The key to losing weight without hunger is getting access to your body fat. And the key to that is not eating carbs (both simple sugars and complex carbohydrates), which all convert to glucose. Eating carbohydrates has two effects: 1) they cause the pancreas to secrete insulin which carries the glucose (that the carbohydrates all break down into) to their destination cells. These carbs provide “quick energy.” Our body “craves” them (making us “feel hungry”) if it is in a “glucogenic” state because it relies on glucose as the primary source of energy; and 2) when the body is in a glucogenic state, the insulin blocks fat (both our body fat in storage and that which we eat) from being broken down and used for energy. If we have enough “ready energy” from carbs, we don’t need to use stored energy from body fat. It’s the way our bodies work. Our body fat remains as stored fat, and the fat we eat and the carbs we overeat make more body fat.  Insulin stops our body from being in a “ketogenic” state where it burns both the fat we eat and our body fat for energy.
So, by eating a VERY LOW CARB diet, and losing a lot of weight, all these good things happen. My body is happy. My DOCTOR is happy. I have lots of energy, and I am much healthier today in every sense (BS, cholesterol, BP) than I was when I was fat and heavily medicated. All I had to do was take charge of my own health and use the internet, my meter and my scale to figure out what to do. Your meter and your scale will give you the feedback you need too, if you decide not to be scared and to take control of your own health and what you put into your body. It’s your life, after all.             

© Dan Brown 11/3/12


  1. Excellent post! You made it very clear. Although I do not have diabetes, I have a husband and father who are. I will be sharing this post with them.

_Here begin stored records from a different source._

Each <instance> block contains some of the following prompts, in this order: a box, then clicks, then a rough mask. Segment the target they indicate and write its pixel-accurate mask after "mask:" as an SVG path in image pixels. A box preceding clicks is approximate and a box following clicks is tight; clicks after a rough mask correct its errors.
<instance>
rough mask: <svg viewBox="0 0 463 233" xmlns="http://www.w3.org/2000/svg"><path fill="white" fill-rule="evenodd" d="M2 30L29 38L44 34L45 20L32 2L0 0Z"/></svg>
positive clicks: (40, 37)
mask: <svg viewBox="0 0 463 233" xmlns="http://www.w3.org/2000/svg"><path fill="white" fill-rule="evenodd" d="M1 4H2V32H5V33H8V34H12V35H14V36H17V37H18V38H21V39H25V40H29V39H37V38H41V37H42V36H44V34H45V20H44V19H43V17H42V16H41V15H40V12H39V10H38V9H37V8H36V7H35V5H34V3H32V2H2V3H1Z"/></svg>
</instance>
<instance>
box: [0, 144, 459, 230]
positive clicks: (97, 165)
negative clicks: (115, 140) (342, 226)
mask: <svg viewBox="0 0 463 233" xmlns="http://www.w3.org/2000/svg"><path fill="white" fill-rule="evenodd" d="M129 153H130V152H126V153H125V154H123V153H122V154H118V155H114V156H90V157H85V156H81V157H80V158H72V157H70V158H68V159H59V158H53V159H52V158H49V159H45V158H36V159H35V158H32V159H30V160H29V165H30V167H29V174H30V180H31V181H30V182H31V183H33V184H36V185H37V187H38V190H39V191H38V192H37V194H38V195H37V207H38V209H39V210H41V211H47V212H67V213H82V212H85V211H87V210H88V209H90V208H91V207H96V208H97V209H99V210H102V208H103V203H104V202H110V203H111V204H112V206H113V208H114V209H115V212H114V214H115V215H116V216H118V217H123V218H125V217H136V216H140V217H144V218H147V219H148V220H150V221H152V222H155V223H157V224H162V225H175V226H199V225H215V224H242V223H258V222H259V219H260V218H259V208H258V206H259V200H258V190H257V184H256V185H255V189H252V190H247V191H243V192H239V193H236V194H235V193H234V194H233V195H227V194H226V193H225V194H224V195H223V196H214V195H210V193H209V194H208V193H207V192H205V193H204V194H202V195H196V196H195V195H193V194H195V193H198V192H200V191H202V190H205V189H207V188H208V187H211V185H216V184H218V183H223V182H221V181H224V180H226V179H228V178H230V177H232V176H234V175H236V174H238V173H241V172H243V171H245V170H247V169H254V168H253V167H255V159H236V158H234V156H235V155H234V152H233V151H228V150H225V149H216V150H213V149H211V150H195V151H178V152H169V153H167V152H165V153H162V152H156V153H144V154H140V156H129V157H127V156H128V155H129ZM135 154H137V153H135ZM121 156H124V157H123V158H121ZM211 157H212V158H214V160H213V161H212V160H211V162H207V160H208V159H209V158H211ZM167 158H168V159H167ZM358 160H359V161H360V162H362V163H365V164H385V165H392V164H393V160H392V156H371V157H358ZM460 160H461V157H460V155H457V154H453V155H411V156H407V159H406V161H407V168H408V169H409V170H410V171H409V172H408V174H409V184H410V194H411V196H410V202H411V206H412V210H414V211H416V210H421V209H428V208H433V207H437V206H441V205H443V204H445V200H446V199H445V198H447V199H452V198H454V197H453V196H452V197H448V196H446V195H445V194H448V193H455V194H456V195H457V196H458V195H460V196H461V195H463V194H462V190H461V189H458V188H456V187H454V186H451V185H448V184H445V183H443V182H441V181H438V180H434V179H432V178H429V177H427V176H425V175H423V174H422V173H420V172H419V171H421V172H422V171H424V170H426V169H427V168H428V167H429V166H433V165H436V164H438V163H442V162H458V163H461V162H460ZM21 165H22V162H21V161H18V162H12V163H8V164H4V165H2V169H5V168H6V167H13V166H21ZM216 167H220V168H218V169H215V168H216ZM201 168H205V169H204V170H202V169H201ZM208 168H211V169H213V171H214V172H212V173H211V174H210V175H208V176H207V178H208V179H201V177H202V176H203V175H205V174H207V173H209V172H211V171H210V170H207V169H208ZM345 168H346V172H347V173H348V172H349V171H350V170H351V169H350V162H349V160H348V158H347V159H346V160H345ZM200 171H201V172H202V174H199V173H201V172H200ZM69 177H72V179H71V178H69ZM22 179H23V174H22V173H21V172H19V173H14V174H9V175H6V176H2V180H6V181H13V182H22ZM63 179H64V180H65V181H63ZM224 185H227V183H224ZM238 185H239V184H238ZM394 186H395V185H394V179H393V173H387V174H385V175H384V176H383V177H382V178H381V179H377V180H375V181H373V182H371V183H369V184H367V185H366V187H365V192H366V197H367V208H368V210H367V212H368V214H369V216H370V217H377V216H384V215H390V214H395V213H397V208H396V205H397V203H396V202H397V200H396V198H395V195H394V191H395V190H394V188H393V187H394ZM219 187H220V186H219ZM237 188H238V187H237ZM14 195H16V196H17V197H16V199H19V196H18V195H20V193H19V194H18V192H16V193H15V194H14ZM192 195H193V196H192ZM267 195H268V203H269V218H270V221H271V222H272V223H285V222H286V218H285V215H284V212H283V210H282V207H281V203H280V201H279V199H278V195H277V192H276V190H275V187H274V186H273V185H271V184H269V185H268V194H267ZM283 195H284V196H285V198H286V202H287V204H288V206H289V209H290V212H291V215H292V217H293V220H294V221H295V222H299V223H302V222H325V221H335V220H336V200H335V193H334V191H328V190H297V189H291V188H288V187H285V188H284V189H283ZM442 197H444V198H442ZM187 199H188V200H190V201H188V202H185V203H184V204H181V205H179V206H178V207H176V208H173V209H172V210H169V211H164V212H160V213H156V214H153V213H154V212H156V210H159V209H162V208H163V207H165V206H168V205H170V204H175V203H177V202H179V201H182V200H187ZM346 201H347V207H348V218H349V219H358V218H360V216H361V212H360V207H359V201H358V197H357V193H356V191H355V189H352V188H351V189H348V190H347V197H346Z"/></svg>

    1. Thanks, zanjabil. It's comments like yours that keep me writing. Tell your friends about The Nutrition Debate too*. It is also very encouraging to see my viewership increase.

      * If any of them are a little or a lot overweight, or have "high cholesterol" (especially high triglycerides and low HDL),is is likely they have or are developing Metabolic Syndrome, a precurser to Type 2 diabetes. I have written alot about Metabolic Syndrome multiple posts. See the Index of Columns in the upper right hand corner of the blog for a list. I think #9 would be a good place to start.